In a announcement issued todayDeezer CEO Jeronimo Folgueira only cautiously praised the incoming fine, noting: “It’s very positive to see that the EU is taking action against Apple and showing a readiness to impose severe sanctions on anti-competitive practices.”
However, the music streaming executive also pushed the EU Commission to review Apple’s DMA terms in light of this new fine to make clear that what Apple has proposed is not enough to comply with the new regulation.
Apple’s new DMA rules, introduced in January, are a complex means of providing a path for app developers to distribute apps from alternative app markets. Along with changes to Apple’s rules and procurement structure, the company introduced new business terms for developers who choose to opt out of Apple’s App Store. If developers choose the DMA terms, they will have to pay a new “Basic Technology Fee”, which charges them €0.50 for each first annual app install per year, above the 1 million threshold. Rather than leveling the playing field for developers, as the DMA intended, this fee ensures that Apple can still tap the revenue of larger businesses that operate outside of its App Store.

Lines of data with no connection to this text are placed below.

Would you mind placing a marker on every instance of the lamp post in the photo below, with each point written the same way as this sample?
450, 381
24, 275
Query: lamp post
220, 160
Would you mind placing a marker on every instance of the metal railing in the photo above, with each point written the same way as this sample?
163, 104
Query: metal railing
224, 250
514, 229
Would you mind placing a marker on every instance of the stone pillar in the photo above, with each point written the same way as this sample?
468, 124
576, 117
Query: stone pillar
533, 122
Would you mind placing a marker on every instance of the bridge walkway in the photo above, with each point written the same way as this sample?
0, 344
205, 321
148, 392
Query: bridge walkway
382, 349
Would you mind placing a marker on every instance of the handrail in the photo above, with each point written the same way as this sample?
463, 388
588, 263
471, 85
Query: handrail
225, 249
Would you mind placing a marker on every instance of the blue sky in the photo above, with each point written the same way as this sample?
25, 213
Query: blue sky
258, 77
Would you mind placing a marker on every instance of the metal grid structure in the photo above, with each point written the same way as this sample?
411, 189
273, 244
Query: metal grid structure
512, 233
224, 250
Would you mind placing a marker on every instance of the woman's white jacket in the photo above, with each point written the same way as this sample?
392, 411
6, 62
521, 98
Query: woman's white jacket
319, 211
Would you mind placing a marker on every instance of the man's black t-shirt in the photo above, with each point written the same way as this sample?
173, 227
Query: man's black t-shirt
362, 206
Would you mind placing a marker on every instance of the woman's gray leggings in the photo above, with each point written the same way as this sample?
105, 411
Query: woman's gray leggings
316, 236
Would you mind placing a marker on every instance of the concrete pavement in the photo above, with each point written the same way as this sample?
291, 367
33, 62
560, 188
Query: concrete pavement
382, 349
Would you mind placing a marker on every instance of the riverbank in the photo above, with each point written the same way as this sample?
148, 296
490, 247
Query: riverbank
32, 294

Deezer is among those developers who wrote an open letter to the EC last week, claiming that Apple was “ridiculing” DMA. Other signatories include Epic Games, 37signals, Proton, Spotify and others, who collectively urged the EC to take “swift, timely and decisive action against Apple” to protect developers.
The streaming company reiterated its complaints in a company blog post, which was updated to comment on the new fine, saying that Apple’s DMA rules are an “attempt to circumvent the new regulation with an alternative to the current business term.” He points out that although Apple has reduced its commission, it has introduced a new fee – the basic technology fee – which is “excessive” and “makes it prohibitively expensive for any app business to scale profitably”.
As a result, Deezer said it saw no benefit from moving to Apple’s DMA rules.
Few developers have publicly said they will switch to Apple’s new terms.
So far, we’ve only heard from MacPaw, the maker of a subscription service for apps, Setapp, which announced it was switching to Apple’s DMA terms last week. Today, Germany-based mobivention said it will also introduce an alternative app market for B2B and B2C iOS apps. However, larger developers such as Apple critics Spotify and Epic Games, as well as tech companies such as Meta, Mozilla and Microsoft criticized Apple’s new rules.